Paper Structure (17 sections, 7 equations, 3 figures)

This paper contains 17 sections, 7 equations, 3 figures.

Figures (3)

  • Figure 1: Our system continuously synthesizes the agent's voice and visual appearance based on multi-source streaming inputs, including the interlocutor's auditory and visual behaviors and specific control signals. The visual representation can be in video or 3D motion form, depending on rendering and computational power.
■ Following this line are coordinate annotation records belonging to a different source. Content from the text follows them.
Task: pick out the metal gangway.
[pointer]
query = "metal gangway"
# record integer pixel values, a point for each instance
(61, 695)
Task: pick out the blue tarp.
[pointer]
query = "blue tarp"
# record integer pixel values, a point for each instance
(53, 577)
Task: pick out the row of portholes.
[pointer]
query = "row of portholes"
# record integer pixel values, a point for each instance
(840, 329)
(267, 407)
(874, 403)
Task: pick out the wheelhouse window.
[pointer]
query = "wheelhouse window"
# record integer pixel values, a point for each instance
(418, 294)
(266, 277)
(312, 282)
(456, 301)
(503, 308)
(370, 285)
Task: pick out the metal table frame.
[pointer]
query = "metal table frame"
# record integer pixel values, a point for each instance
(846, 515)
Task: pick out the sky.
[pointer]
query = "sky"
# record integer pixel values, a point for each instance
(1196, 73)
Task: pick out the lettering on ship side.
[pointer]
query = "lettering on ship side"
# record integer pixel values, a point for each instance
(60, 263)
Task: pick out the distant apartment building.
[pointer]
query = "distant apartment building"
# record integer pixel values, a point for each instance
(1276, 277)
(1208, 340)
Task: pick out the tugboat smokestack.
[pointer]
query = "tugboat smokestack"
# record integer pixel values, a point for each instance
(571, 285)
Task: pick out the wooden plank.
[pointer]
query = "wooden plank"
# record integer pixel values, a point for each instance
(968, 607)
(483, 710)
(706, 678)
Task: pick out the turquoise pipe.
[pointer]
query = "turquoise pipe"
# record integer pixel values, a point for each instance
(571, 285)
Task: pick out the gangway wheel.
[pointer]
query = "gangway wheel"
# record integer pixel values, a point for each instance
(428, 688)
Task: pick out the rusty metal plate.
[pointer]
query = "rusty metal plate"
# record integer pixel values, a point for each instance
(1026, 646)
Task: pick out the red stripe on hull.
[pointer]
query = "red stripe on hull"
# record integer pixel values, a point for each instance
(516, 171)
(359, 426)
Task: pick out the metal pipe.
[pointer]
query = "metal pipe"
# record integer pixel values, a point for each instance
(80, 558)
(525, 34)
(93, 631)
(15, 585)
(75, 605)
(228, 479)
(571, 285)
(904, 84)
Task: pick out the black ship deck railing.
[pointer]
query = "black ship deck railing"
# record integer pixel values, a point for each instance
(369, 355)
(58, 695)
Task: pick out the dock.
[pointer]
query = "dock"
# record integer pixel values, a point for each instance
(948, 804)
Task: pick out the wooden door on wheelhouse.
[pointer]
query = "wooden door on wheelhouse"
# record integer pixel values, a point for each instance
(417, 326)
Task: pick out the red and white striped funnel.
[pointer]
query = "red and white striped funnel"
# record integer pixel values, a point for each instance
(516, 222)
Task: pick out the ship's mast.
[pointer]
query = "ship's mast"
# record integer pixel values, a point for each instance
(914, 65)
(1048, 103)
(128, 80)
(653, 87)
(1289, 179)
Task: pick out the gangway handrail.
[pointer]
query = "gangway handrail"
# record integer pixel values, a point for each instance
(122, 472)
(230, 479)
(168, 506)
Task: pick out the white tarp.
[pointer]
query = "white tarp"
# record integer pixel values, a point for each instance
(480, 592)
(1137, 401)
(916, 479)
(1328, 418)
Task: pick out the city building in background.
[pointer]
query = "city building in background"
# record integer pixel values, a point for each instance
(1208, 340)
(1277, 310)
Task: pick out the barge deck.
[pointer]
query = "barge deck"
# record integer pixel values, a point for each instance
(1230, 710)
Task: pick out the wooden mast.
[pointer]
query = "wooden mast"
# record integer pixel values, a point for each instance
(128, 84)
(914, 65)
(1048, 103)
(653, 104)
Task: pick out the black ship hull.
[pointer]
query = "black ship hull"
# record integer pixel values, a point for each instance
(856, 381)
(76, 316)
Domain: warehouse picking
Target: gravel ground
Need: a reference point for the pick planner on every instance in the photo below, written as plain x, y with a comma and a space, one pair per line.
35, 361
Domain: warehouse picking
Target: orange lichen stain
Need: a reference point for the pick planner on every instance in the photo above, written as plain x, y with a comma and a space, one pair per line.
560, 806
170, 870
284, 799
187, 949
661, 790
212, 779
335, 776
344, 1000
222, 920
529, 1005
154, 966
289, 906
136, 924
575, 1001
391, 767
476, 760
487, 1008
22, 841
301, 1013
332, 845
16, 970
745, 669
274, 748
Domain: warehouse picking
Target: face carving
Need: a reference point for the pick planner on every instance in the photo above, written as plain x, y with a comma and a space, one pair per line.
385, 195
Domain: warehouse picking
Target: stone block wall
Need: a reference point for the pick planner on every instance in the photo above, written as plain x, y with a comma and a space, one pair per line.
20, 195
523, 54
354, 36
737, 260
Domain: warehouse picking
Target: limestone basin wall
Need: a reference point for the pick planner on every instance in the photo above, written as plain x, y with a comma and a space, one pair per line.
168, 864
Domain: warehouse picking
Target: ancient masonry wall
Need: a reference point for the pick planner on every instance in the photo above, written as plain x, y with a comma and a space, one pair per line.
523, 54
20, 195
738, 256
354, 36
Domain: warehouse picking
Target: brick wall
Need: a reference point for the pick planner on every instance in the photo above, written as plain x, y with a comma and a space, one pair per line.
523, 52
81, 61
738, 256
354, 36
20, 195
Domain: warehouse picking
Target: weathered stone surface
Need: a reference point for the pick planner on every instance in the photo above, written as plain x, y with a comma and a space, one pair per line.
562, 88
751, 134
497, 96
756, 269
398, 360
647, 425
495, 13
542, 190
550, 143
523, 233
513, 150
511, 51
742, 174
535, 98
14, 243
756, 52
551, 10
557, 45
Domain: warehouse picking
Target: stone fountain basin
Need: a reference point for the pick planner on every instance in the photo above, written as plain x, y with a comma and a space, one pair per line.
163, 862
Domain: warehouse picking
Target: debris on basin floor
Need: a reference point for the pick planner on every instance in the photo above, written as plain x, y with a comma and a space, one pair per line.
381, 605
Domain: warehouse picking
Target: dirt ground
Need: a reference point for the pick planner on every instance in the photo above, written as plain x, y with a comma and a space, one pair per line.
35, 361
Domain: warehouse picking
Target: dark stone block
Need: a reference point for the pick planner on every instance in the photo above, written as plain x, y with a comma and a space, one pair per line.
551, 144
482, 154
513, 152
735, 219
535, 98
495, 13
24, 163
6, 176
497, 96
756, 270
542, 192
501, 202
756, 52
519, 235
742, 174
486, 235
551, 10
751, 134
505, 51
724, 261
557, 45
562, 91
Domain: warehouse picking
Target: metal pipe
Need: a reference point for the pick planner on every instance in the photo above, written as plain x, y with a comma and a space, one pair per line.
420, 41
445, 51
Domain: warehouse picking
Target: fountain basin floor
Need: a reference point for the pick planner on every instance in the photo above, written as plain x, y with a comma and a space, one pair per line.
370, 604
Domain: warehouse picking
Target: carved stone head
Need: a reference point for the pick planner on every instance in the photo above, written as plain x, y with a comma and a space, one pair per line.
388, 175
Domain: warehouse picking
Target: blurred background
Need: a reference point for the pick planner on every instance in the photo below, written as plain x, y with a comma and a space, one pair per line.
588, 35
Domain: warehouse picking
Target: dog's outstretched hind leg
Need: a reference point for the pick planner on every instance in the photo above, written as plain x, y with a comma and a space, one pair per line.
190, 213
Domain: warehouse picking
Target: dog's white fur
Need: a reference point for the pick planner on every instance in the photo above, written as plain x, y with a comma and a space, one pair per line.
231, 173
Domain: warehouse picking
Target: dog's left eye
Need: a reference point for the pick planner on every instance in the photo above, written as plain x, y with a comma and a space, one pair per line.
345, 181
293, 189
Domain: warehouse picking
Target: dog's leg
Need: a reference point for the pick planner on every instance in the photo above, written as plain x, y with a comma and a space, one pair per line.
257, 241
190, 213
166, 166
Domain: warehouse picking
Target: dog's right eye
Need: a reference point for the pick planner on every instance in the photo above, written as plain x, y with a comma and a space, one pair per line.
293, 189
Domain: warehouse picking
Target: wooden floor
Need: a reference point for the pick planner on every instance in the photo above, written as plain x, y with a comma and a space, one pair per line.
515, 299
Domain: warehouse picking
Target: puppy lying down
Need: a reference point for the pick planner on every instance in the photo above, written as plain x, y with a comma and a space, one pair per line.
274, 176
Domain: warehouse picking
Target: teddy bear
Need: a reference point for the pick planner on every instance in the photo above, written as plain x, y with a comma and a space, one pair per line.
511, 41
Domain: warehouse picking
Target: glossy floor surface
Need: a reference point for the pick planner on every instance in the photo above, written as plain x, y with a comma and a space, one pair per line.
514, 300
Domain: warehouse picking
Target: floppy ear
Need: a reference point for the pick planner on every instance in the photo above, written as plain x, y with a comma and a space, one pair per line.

Control signals use text descriptions for high-level behaviors like emotions and motion trajectories for low-level joint movement guidance.
  • Figure 2: A Transformer decoder $\mathcal{G}$ models the probability distribution of agent behaviors at the $i$-th frame, conditioned on previous behaviors of the agent and the human interlocutor, along with specific control signals, as follows: $p_{\mathcal{G}}(\bm{A}^{{\text{a}}}_{i}, \bm{V}^{{\text{a}}}_{i}|\bm{A}^{{\text{a}}}_{<i}, \bm{V}^{{\text{a}}}_{<i}, \bm{C}_{i})$, where $\bm{C}_{i}$$=$$[\bm{A}^{{\text{h}}}_{<i}, \bm{V}^{{\text{h}}}_{<i}, \bm{P}^{{\text{a}}}_{i}, \bm{r}^{{\text{a}}}_{i}, \bm{s}^{{\text{a}}}_{i}]$. $\bm{s}^{{\text{a}}}_{i}$ is a learnable embedding that specifies the agent's identity. The predicted agent audio $\bm{A}^{{\text{a}}*}_{i}$ and video $\bm{V}^{{\text{a}}*}_{i}$ are then sampled from this distribution.
  • Figure 3: Chain-of-thought (CoT) process with the vision-language model (VLM): given historical conversation context, i.e., image key-frames and transcript (transcribed from audio), (a) the description stage linguistically portrays the characteristics (e.g., gender, age, and appearance), emotion, behavior, environment (e.g., space, time, critical objects) of the human and the agent, respectively. (b) The analysis stage focuses on details of emotions, behaviors, and critical objects and their influence on the agent. (c) The planning stage makes final predictions of the future behavior, emotion, and trajectory of agent. The predicted text prompt and trajectory are utilized as control signals of $\mathcal{G}$ to affects agent's future behaviors.